M AravindhOctober 8, 2013 at 8:55 PM
The goal of this paper is to compensate for the lack of training data in some classes using data from other classes that have similar examples. They do this transfer on an example by example basis (reason about examples individually) but regularize at both the individual and class level. I think this group lasso regularization is helping avoid picking outlier examples that happened to occur on the right side of the decision boundary during the optimization. The paper extends this to include transformed examples and examples from other datasets. I'll post the pros and cons in separate posts to help start threads for more discussion.
ReplyDelete
Replies
M AravindhOctober 8, 2013 at 8:56 PM
Pros 1. They make minimal assumptions about the type of classifier or image features used. They only need that the approach be able to write itself into a empirical risk minimization form. The details need to be reworked as far as the transformations are concerned (they use the latent update of the DPM to pick the transformation parameters from a discrete set).
ReplyDelete
Replies
M AravindhOctober 8, 2013 at 8:57 PM
Pros 2. They are able to leverage multiple datasets in a way which beats naive concatenation of data. I think that this is really cool as it helps decentralize data collection. It gives further strength to their approach as it helps them argue that their method is of use even if people started collecting more data for all the categories. In other words, people should use their method when adding more data to a dataset rather than claim that adding data alone solves the problem.
ReplyDelete
Replies
M AravindhOctober 8, 2013 at 8:58 PM
Cons 1. They have cited past work which has tried to share data from entire classes (not on a per example basis but an entire class at once).
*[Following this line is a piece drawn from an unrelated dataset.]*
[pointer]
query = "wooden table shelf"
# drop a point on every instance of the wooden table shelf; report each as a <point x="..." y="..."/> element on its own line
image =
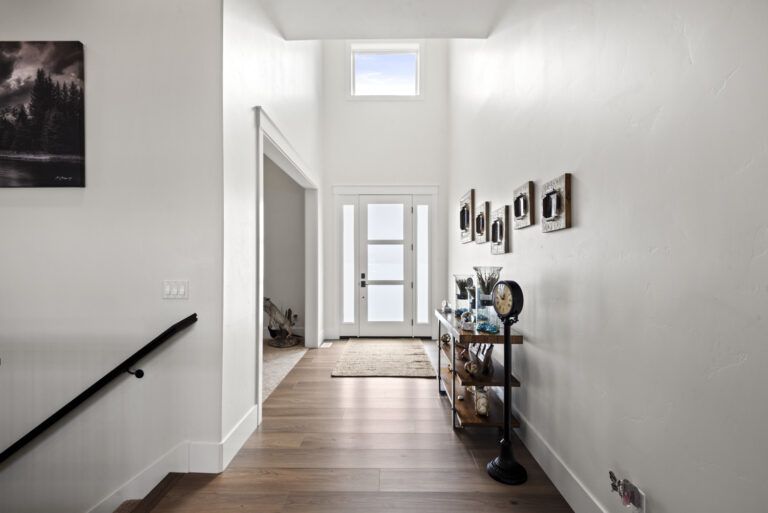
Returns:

They have not compared with these approaches in their experiments. I think this comparison is important because of the massive increase in the number of parameters when dealing with individual examples. They will terribly overfit to data without heavy regularization.

Looks like there is more to it. They run only 1 iteration of their alternate minimization strategy to prevent adding too many examples. They also initialize the optimization in favor of not sharing. Are these tricks that save them from the perils of such a large parameter space? Is per example the right way to go or should we reason about groups of examples at a time. Will the per example reasoning scale to large datasets with 100,000 categories.
ReplyDelete
Replies
M AravindhOctober 8, 2013 at 8:59 PM
Cons 2. This approach is adding entire examples into the train set for a given class. This is made worse by them thresholding W at the end. This will reduce the ability to discriminate between these sharing classes (atleast in the case where no transformation is involved). Doesn't this defeat the purpose of hard mining. They test their approach and the baseline on a randomly sampled subset of negatives. This partially hides the loss in discrimination power which might actually be significant.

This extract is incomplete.